Kurs auf Kampfabstimmung
Strafgerichtshof: USA bleiben hart

Im Streit um den Internationalen Strafgerichtshof und die Fortsetzung der UN-Friedensmission in Bosnien-Herzegowina haben die USA Kurs auf eine Kampfabstimmung im Weltsicherheitsrat genommen.

HB NEW YORK. Sie ließen am Donnerstagabend (Ortszeit) in New York ihr zuvor nur intern diskutiertes Kompromisspapier offiziell als Resolutionsvorschlag des höchsten UN-Entscheidungsgremiums kursieren. Damit kann Washington jederzeit eine Abstimmung über den umstrittenen Entwurf verlangen.

Weitere Verhandlungen über einen französischen Vorschlag, der am Donnerstag mit ausdrücklicher Unterstützung der EU in die internen Abstimmungsrunden eingebracht worden war, lehnten US-Diplomaten ab.
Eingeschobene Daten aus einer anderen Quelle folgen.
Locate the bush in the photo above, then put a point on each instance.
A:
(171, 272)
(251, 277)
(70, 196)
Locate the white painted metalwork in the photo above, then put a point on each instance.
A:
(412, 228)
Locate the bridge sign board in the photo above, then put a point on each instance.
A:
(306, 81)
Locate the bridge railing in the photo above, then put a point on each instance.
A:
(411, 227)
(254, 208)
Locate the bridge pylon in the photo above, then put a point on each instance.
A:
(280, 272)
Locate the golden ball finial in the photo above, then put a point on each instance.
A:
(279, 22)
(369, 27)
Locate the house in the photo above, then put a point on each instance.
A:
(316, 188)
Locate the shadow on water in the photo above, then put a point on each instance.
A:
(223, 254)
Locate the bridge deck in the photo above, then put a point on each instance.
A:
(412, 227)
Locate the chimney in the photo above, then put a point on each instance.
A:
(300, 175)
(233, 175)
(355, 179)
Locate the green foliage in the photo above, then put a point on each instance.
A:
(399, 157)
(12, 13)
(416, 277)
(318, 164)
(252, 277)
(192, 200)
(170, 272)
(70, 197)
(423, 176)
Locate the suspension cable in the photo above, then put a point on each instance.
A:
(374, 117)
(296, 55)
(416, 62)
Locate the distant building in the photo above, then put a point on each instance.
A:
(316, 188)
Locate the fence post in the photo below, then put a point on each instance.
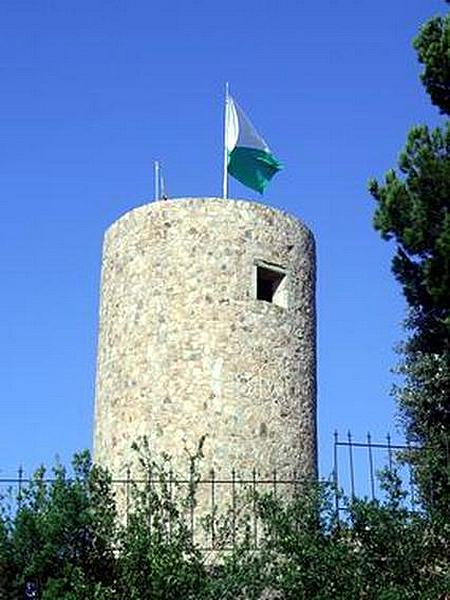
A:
(20, 482)
(371, 474)
(350, 458)
(335, 474)
(233, 501)
(255, 517)
(213, 512)
(388, 439)
(127, 494)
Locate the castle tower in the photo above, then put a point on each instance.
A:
(207, 327)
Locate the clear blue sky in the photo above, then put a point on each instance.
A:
(93, 92)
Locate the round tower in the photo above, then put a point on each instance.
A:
(207, 328)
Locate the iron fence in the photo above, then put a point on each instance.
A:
(220, 511)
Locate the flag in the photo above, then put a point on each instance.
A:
(250, 160)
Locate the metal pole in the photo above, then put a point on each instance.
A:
(156, 179)
(225, 151)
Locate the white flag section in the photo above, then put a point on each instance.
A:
(250, 160)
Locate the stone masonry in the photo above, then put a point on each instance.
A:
(187, 349)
Sie drohten nach Angaben von Beteiligten mit einem Veto, falls die Europäer das französische Papier zur Abstimmung bringen sollten.
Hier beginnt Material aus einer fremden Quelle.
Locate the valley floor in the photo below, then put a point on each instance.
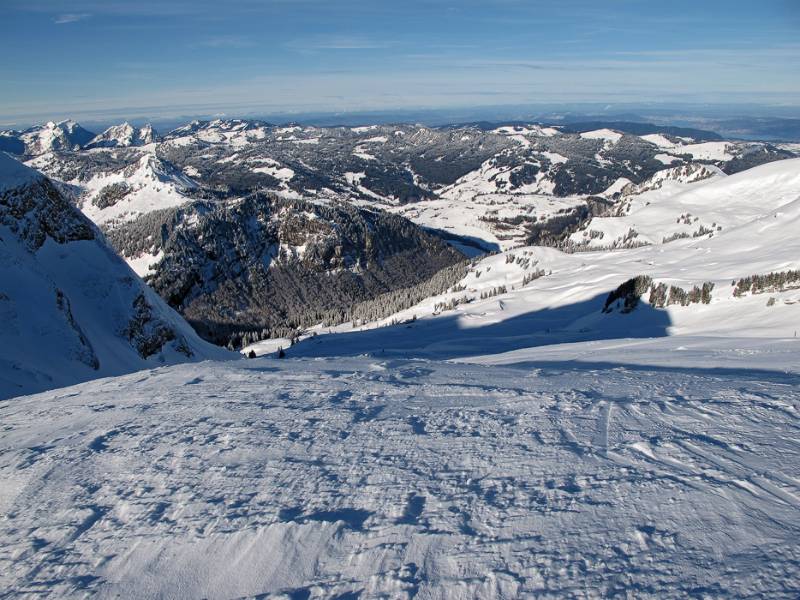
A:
(562, 471)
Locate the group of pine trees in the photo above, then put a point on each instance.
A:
(769, 282)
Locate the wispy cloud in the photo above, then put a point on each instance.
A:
(225, 41)
(70, 18)
(337, 42)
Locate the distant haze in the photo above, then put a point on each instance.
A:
(96, 60)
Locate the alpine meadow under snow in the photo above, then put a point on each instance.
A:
(492, 361)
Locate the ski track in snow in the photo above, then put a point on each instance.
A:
(366, 478)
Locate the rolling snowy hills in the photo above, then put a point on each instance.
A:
(613, 414)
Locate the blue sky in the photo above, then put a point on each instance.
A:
(161, 57)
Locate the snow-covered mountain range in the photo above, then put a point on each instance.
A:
(603, 405)
(124, 135)
(71, 309)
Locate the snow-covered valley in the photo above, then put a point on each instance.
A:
(615, 413)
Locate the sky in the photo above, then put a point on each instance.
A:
(92, 58)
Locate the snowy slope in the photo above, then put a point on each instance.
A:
(521, 444)
(553, 297)
(376, 478)
(701, 202)
(64, 135)
(71, 309)
(147, 185)
(124, 135)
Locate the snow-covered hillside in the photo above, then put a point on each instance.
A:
(373, 478)
(64, 135)
(124, 135)
(71, 309)
(536, 296)
(144, 186)
(612, 422)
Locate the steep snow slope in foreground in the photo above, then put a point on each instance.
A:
(368, 478)
(70, 308)
(560, 461)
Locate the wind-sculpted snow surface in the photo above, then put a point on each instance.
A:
(367, 478)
Große Meinungsunterschiede

"Die Meinungsunterschiede über die beiden Texte konnten nicht überwunden werden", sagte der amtierende Präsident des Sicherheitsrates, Großbritanniens UN-Botschafter Jeremy Greenstock vor Reportern. Er hoffe aber noch, dass es zur einer Annäherung zwischen den beiden Positionen komme, die für alle akzeptabel sei.

Um ihren Entwurf durchzubringen, müssen die USA mindestens neun der 15 Ratsmitglieder für sich gewinnen. Zudem darf laut UN-Charta keines der fünf ständigen Mitgliedsländer dagegen stimmen. Dass Frankreich soweit gehen würde, von seinem Vetorecht Gebrauch zu machen, gilt aber als unwahrscheinlich.
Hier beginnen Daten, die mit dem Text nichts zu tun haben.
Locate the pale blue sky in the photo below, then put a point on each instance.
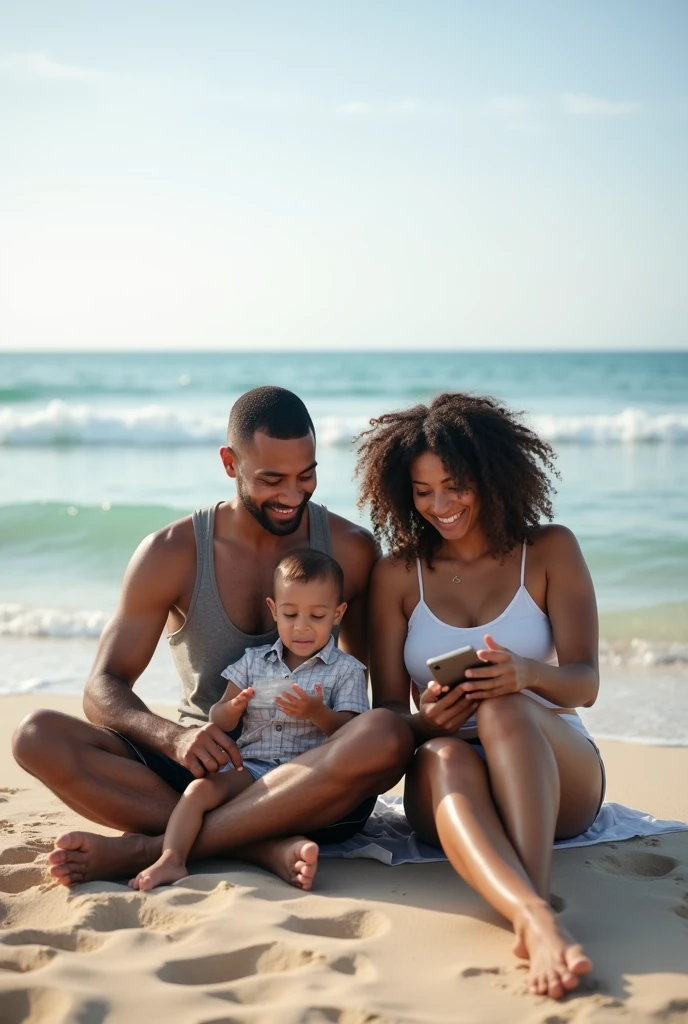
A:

Um eine Mehrheit zu bekommen, bemühen sich die USA nach Angaben aus diplomatischen Kreisen intensiv in den Hauptstädten von als "ablehnend" eingeschätzten Mitgliedsstaaten - darunter Mexiko, Mauritius, Kolumbien, Irland und Norwegen - um eine Meinungsänderung. Russland und China sowie Bulgarien, Kamerun, Guinea und Syrien gelten als Länder, die mit den USA stimmen könnten.

EU: Eingriff in bestehenden internationalen Vertrag

In ihrem neuen Entwurf rücken die Amerikaner von der Maximalforderung nach genereller Immunität für US-Bürger bei UN-Einsätzen ab. Allerdings soll der Strafgerichtshof immer noch dazu verpflichtet werden, eventuelle Verfahren wegen Kriegsverbrechen gegen Bürger der USA und anderer Länder, die den Gründungsvertrag des Gerichtes nicht ratifiziert haben, für ein Jahr auszusetzen. Zudem soll der Sicherheitsrat die Absicht bekunden, die 12-monatige Aussetzung der Strafverfolgung immer wieder um ein Jahr zu verlängern.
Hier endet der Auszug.